What Causes Air Quality Problems In The Work Environment? Every environment has a unique combination of external and internal factors. So, what causes problems in your neighboring business isn’t necessarily what’s causing problems in your business. Knowing this, each environment must be evaluated to determine what combination of factors is present in any particular building.
One factor that has received a great deal of attention from the media lately is chemical contaminants. The consequences of chemical contaminants are sometimes fatal. This type of contaminant enters the air one of two ways – off gassing occurring from the internal operation of equipment or machinery or from the contaminants found in chemical products like pesticides and fertilizers being blown inside the building. In either case, these contaminants are likely to accumulate in the environment and cause health effects if there isn’t an adequate supply of circulating fresh air.
Contaminants caused by fungi, mold, or bacteria are also concerns. Building fungi and bacteria are often the result of carelessness and are usually discovered during routine site inspections. If the environment is hospitable, fungi and bacteria begin to grow very quickly. They are commonly found in places like a wastebasket containing food, a poorly or infrequently cleaned coffeepot, or filthy staff break room. All of these sites of contamination can quickly add up and become a major problem. On the other hand, mold is an altogether different issue. It’s more often uncovered through a professional inspection and requires professional removal.
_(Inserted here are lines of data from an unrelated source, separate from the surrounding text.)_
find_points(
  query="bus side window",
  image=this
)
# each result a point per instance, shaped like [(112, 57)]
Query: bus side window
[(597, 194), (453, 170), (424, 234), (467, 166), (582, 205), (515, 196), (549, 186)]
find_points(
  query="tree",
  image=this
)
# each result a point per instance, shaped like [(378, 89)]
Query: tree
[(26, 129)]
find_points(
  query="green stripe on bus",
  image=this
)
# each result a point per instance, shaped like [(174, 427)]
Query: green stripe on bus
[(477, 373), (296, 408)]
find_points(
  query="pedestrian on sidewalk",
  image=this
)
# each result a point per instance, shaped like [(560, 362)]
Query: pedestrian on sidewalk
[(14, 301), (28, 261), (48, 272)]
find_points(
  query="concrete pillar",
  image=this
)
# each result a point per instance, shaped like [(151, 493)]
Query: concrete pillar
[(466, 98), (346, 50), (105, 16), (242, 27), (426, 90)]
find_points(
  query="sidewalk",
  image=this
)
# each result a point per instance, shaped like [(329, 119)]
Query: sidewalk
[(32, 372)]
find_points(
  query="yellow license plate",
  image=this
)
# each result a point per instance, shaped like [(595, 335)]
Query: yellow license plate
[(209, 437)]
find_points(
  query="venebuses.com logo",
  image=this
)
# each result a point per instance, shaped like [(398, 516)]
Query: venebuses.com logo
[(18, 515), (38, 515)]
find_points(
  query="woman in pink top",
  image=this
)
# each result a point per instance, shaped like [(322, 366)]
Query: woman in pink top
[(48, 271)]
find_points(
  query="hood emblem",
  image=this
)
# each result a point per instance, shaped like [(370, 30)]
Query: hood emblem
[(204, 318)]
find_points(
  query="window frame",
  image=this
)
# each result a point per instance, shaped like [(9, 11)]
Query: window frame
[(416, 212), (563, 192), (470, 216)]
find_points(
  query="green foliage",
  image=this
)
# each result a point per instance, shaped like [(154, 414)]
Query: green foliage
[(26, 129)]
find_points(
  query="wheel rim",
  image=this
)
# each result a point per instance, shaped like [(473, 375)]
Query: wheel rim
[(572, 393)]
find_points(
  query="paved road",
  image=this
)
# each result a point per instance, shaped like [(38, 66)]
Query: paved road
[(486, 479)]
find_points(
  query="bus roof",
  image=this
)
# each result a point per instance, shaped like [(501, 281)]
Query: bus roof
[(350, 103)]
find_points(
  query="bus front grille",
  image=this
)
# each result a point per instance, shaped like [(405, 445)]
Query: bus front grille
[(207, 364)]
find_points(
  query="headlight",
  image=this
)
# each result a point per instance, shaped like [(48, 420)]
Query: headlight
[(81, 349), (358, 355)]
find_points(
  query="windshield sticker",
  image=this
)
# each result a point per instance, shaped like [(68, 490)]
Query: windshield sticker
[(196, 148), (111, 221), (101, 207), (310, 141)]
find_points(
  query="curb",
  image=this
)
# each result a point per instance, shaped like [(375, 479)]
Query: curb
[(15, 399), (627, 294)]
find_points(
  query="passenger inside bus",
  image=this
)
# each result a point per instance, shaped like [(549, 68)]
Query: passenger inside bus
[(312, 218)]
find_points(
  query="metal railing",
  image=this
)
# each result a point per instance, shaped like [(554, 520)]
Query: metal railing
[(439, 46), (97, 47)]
The detrimental effects of poor air quality can spread rapidly. Resolutions should be initiated immediately after the source of contamination is identified. Of course, it’s best to prevent the contaminants from becoming an issue in the first place. According to The National Institute of Occupational Safety and Health, the following steps can be helpful to maintain good air quality in your building:
- While the HVAC isn’t running, the condensation pan should be inspected and cleaned of debris. A solution of 1% to 5% sodium hydrochloride can be used to sanitize the condensation pan. Rinse the pan with clear water.
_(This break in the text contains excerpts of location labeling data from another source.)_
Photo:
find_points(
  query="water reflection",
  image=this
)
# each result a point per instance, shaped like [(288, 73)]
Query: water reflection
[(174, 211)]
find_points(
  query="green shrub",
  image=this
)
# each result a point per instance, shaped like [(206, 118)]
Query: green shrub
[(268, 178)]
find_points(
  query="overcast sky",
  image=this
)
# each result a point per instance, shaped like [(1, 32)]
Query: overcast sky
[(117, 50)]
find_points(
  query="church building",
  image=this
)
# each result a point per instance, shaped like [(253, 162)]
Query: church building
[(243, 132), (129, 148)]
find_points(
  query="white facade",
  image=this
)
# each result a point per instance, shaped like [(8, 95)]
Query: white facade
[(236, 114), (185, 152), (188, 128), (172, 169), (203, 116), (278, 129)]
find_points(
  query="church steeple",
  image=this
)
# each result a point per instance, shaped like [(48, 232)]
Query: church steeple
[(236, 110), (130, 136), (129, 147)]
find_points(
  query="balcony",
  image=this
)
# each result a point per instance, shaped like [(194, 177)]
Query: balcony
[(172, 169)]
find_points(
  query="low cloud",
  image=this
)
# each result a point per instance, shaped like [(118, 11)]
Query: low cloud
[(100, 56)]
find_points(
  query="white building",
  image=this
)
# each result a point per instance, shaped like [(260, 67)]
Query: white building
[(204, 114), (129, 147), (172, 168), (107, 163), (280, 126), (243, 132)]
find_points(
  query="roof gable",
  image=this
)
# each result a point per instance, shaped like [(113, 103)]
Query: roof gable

- Some HVAC units with rooftop outdoor air intakes might need to have a bird screen installed. The installer of your unit can usually tell you if this is a necessary step. If so, it should be inspected monthly.
- Make sure that all rooftop exhaust fans are within operational guidelines. If not, they should be immediately replaced or repaired.
- Since a leaky air filter can decrease the effectiveness of the filter, it should always fit tightly within its rack and not have any open spaces or gaps.
- Routinely inspect intake air vents. Negative pressure could occur if the exhaust fans are operational and the air vents are blocked. This can cause the HVAC system to become imbalanced and produce moister untempered air. The end result is moisture control problems.
- Routinely clean any accumulated dust from the fan coil unit and fiberglass liner. If the fiberglass liner has deteriorated, has turned black, or is otherwise soiled, then it should be replaced.
- Prior to turning the HVAC system on, you should properly exhaust the building. Any warm and humid air that has accumulated during non-operational hours can condense when it’s mixed with the cool air from the air conditioner. The added moisture from condensing might create a rain forest effect.